In the U.S., more than 21 million adults suffer from some kind of depressive disorder, according to the National Institute of Mental Health (NIMH). Of these, approximately 4 million live with severe depression that does not respond to medications, psychotherapy and, in certain cases, ECT.
Three Decades of Leading-Edge Neurostimulation Technology
For more than 30 years, the St. Jude Medical Neuromodulation Division has developed new technologies to treat chronic pain and other neurological disorders. Today more than 75,000 patients in 40 countries have been implanted with St. Jude Medical neurostimulation systems.
Focused on research, St. Jude Medical is developing new technologies to address a growing list of neurological disorders.
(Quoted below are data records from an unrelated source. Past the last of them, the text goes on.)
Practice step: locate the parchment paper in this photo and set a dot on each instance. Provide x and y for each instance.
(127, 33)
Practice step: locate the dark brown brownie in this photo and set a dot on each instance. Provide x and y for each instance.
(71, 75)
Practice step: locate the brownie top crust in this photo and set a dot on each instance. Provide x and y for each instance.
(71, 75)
Clinical studies are currently underway for Parkinson’s disease, essential tremor, migraine headache, and others.
About St. Jude Medical
St. Jude Medical develops medical technology and services that focus on putting more control into the hands of those who treat cardiac, neurological and chronic pain patients worldwide. The company is dedicated to advancing the practice of medicine by reducing risk wherever possible and contributing to successful outcomes for every patient. St. Jude Medical is headquartered in St. Paul, Minn., and has four major focus areas that include cardiac rhythm management, atrial fibrillation, cardiovascular and neuromodulation. For more information, please visit sjm.com.
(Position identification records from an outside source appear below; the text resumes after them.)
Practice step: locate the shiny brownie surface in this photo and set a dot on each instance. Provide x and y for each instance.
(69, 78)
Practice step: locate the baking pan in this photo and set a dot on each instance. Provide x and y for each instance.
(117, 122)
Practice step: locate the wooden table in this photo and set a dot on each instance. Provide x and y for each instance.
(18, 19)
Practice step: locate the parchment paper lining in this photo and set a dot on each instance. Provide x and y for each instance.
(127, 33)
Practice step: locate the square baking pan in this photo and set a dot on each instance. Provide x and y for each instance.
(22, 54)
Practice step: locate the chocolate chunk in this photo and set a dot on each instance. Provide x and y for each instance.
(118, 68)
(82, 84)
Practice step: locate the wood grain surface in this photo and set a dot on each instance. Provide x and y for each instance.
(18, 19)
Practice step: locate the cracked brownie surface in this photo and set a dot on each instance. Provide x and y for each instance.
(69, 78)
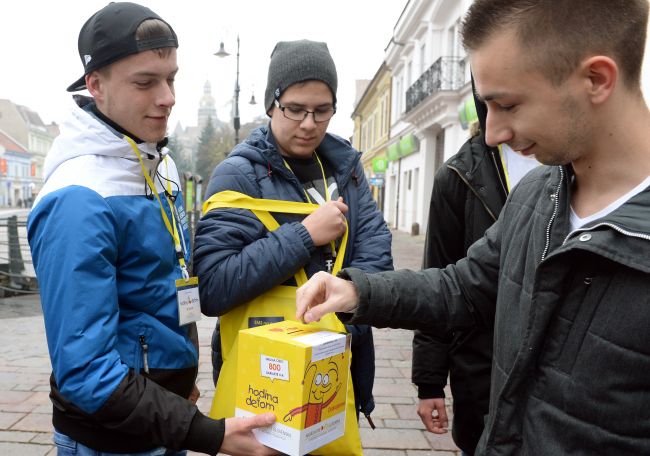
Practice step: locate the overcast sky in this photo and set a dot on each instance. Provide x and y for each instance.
(40, 58)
This news release contains forward-looking statements within the meaning of the Private Securities Litigation Reform Act of 1995 that involve risks and uncertainties. Such forward-looking statements include the expectations, plans and prospects for the Company, including potential clinical successes, anticipated regulatory approvals and future product launches, and projected revenues, margins, earnings and market shares. The statements made by the Company are based upon management’s current expectations and are subject to certain risks and uncertainties that could cause actual results to differ materially from those described in the forward-looking statements. These risks and uncertainties include market conditions and other factors beyond the Company’s control and the risk factors and other cautionary statements described in the Company’s filings with the SEC, including those described in the Risk Factors and Cautionary Statements sections of the Company’s Annual Report on Form 10-K for the fiscal year ended January 1, 2011 and Quarterly Report on Form 10-Q for the fiscal quarter ended April 2, 2011. The Company does not intend to update these statements and undertakes no duty to any person to provide any such update under any circumstance.